Regarding ROS, it could be shown that ROS increase HIF stability.30 Thus, increased ROS production by adult monocytes under hypoxia/anoxia seems to be a positive feedback loop to increase HIF activation. Conversely, the lack of ROS induction in neonatal monocytes probably contributes to the lack of HIF-1α stabilization under anoxia.

We found no upregulation of expression of phagocytosis receptors CD11b and CD18 in adult monocytes upon anoxia but a decrease in both receptors in cord blood monocytes. This does not explain the observed differences in phagocytosis rates in adult and cord blood monocytes under anoxia and is in contrast to studies showing that hypoxia induced expression of CD11b, CD18 and FcγR.31,32,33 Different experimental conditions could underlie these differences. Further studies are needed to elucidate the exact mechanism of the HIF-1-mediated increase in phagocytosis rate seen in adult but not in neonatal monocytes.

In our experiments, stimulation with DFO had the same effect on phagocytosis and ROS production by adult and neonatal monocytes as anoxia had. DFO is an iron chelator that inhibits PHDs and thereby degrades HIF-1α through depleting Fe2+ 34. This supports the assumption that the observed functional differences between neonatal and adult monocytes are due to reduced HIF-1α activity in neonatal monocytes; but also contradicts the assumption that post-transcriptional regulation of HIF-1α via PHDs is primarily responsible for this effect.

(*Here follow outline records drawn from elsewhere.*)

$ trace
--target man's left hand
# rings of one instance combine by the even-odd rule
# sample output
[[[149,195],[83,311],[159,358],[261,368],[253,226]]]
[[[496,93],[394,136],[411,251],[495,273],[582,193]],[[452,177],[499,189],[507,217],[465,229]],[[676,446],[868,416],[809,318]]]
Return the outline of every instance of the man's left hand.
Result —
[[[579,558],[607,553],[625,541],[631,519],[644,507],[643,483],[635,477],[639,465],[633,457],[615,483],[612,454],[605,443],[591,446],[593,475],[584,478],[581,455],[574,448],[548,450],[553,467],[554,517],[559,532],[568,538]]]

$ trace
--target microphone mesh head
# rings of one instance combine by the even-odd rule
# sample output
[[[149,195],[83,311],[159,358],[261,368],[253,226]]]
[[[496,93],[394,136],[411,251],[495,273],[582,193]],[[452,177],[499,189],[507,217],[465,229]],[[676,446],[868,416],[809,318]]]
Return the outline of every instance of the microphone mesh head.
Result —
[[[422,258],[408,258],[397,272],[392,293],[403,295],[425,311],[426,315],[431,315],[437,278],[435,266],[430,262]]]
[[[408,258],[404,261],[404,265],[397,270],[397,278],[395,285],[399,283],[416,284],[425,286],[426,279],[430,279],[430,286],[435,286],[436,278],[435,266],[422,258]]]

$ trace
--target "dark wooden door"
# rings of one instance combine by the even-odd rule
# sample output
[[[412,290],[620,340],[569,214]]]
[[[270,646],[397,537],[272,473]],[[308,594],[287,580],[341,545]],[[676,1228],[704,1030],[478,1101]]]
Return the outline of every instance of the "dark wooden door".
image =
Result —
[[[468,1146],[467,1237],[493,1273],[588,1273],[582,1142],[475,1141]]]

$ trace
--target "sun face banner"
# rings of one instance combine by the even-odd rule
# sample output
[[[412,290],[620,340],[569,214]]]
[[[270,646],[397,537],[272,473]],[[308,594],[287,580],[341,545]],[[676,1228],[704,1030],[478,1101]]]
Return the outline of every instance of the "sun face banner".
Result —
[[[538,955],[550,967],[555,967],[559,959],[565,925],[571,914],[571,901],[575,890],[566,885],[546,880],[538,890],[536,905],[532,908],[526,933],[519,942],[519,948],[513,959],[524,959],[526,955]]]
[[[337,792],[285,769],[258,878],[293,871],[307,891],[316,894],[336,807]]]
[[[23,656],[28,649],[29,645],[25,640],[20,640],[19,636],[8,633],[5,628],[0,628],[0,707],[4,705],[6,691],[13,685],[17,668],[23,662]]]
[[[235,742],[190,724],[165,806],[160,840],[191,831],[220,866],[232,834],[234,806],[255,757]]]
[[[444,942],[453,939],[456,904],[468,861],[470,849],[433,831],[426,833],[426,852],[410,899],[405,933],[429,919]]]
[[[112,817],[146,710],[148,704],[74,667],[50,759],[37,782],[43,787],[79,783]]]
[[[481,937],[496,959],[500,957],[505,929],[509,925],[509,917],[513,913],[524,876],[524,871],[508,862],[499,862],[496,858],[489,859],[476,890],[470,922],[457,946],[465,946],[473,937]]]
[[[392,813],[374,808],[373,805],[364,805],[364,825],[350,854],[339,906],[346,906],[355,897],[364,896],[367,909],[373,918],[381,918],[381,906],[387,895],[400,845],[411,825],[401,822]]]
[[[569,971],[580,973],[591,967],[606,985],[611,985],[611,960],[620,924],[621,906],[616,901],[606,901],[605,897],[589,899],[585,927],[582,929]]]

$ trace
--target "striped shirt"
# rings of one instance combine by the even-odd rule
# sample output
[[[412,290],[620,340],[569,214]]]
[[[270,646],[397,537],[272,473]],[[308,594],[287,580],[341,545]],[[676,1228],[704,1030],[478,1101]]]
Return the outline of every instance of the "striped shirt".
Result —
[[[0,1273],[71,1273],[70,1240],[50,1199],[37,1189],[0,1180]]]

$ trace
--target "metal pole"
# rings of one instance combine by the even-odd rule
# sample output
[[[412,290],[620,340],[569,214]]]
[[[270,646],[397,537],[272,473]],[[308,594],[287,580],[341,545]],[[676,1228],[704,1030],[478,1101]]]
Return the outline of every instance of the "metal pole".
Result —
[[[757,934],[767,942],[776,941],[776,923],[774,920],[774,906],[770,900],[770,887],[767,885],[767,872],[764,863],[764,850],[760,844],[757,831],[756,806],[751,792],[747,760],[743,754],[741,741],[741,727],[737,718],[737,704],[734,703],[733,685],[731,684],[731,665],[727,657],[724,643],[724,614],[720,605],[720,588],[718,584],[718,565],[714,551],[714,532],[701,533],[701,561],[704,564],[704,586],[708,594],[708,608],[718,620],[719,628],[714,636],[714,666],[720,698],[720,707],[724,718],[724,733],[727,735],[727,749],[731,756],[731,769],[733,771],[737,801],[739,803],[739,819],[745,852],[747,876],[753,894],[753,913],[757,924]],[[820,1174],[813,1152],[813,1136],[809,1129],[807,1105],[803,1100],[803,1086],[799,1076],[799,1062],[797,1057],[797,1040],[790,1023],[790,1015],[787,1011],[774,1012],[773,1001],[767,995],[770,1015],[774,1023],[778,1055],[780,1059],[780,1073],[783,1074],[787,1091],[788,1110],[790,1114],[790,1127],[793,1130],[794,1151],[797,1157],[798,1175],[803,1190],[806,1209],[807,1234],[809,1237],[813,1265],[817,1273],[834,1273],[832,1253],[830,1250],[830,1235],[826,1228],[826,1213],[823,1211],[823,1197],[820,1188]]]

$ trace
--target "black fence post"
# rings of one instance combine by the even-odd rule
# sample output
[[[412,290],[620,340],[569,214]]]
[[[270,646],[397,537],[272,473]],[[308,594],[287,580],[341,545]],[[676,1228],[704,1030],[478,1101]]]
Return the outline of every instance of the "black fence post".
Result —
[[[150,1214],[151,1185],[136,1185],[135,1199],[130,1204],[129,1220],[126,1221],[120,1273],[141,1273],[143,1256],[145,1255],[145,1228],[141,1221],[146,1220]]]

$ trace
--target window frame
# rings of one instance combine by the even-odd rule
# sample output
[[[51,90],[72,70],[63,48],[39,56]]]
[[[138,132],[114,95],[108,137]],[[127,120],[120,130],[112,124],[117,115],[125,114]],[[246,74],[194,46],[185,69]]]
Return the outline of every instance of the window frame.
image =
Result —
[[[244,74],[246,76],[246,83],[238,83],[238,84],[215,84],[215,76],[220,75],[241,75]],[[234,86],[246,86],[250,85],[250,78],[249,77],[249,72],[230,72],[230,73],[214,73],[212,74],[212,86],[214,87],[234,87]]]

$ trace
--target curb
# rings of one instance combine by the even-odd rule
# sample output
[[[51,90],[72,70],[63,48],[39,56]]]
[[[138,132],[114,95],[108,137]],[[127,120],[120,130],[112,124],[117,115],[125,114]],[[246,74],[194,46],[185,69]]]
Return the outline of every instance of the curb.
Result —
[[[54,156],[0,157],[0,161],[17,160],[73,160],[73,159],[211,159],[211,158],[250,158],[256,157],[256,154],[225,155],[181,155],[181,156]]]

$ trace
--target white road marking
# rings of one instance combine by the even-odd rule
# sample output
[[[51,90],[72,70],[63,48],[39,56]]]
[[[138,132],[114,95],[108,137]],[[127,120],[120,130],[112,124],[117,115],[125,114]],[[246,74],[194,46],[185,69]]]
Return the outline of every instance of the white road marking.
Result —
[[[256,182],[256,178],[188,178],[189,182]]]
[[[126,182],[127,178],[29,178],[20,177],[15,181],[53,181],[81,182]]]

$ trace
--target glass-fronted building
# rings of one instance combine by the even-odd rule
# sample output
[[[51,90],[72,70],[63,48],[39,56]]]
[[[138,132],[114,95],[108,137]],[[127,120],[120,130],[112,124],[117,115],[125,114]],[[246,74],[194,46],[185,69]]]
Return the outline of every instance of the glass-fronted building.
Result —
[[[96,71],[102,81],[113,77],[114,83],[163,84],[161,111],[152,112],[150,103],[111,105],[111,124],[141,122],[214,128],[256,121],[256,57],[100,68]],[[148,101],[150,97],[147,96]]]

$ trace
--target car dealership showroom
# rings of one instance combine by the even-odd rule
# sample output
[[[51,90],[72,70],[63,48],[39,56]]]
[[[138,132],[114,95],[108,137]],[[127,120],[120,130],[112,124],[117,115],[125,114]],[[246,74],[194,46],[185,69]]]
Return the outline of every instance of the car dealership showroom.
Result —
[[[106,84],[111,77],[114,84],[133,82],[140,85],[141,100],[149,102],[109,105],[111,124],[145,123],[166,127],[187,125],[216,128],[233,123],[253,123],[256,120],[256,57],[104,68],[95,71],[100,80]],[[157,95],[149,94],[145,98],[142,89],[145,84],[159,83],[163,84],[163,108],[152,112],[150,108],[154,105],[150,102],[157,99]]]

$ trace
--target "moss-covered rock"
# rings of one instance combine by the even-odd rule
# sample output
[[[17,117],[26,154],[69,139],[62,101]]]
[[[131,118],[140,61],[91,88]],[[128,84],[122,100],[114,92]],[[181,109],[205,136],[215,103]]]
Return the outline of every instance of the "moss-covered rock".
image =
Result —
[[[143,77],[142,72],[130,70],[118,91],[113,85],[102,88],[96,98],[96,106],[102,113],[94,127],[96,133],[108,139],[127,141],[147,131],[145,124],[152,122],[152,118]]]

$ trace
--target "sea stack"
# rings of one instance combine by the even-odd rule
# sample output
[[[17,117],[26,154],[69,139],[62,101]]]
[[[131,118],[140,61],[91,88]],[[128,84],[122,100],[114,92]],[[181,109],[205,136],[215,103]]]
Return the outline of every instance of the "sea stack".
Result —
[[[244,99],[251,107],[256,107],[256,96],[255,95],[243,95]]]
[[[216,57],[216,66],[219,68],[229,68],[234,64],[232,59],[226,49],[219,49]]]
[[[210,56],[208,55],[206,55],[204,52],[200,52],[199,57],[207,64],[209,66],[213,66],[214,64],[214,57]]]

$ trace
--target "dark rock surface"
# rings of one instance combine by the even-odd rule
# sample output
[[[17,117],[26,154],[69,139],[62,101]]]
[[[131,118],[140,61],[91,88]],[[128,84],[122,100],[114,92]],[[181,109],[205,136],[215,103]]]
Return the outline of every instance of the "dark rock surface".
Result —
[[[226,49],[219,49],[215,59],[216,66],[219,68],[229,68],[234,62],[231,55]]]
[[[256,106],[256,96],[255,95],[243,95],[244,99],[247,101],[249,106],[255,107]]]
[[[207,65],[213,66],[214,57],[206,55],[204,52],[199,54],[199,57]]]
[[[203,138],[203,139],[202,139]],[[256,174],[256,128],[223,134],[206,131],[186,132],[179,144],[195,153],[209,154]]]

Finally, we showed that anoxia increases the production of VEGF by adult immune cells to a significantly higher extend than seen with neonatal immune cells. As one of the most important known regulators for VEGF expression is HIF-1α,35 this supports our hypothesis that HIF-1α cannot be adequately be activated in neonatal immune cells. Interestingly VEGF-expression was even reduced in peripheral blood and cord blood monocytes following stimulation with E. coli. The two different HIF-activators tested here, i.e. anoxia and E.coli, had different effects. While anoxia did not change HIF-1α mRNA expression, E.coli led to an upregulation in both, neonatal and adult immune cells. This is in line with results from Frede et al. showing that PAMPs such as LPS may mediated HIF-1α mRNA induction via NFκ-B activation.36

In summary, we could show that there is no activation of the transcription factor HIF-1α under hypoxia in neonatal immune cells, unlike adult immune cells, leading to altered functional properties of particularly of neonatal compared to adult monocytes. Modulation of the reaction of neonatal immune cells to hypoxia (as occurring in the context of inflammation) could be an approach to improve the immune response of the newborn and thereby counteract its increased susceptibility to infection.